Driving electrochemical oxygen reduction and hydrazine oxidation reaction by enzyme-inspired polymeric Cu(3,3′-diaminobenzidine) catalyst

Abstract

Owing to the well-defined molecular structure and tunable mono-, di- or multinuclearity, Cu–N complexes have recently drawn specific attention as emerging catalysts for sustainable electrocatalytic oxygen reduction reaction (ORR) and other reactions. However, compared to state-of-the-art Pt/C, most of these Cu-based molecular catalysts show low catalytic activity due to the intrinsically limited capability and challenges in electronic structure modulation and sequential electron transfer within a single small molecule.
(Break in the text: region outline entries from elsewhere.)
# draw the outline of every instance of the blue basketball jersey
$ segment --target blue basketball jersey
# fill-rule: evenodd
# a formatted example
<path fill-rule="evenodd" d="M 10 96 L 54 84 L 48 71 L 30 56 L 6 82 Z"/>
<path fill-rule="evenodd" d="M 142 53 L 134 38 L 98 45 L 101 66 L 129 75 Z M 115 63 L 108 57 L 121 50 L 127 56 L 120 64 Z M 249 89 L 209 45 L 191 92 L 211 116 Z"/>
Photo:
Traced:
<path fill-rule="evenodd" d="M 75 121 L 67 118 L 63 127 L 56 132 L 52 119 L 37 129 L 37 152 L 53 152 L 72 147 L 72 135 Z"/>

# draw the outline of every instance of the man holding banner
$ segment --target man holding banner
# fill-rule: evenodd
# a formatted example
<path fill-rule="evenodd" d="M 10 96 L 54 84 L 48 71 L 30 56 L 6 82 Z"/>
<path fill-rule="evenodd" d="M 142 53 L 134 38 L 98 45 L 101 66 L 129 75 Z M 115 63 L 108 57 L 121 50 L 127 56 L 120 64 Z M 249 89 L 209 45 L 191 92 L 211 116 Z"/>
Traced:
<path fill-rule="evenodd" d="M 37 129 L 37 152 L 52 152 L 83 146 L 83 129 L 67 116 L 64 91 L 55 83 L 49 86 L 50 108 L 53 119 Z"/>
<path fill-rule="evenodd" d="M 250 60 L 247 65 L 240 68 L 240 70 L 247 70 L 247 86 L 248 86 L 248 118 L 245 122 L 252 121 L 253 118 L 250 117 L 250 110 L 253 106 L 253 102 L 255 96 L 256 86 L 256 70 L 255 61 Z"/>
Herein, inspired by structure–property relationships of laccases (a type of macromolecular biological catalyst), we report a facile molecular assembly of Cu(3,3′-diaminobenzidine) polymeric complex on carbon black via Cu–N complexing and π–π interaction as a highly efficient bifunctional electrocatalyst for ORR and hydrazine oxidation reaction (HOR), two half reactions for hydrazine fuel cells. Similar to the function of the Cys–His group in natural laccases, the 3,3′-diaminobenzidine ligand in the proposed polymeric catalyst synergistically adjusted the electronic structure of the Cu–N complex center and mediated a multiple-electron transfer cooperatively with carbon black via a long-range π–π interaction, owing to its electron reservation and π-conjugated properties. This study may provide a new way to design highly efficient biomimetic noble-metal-free electrocatalysts with well-defined and tunable structures.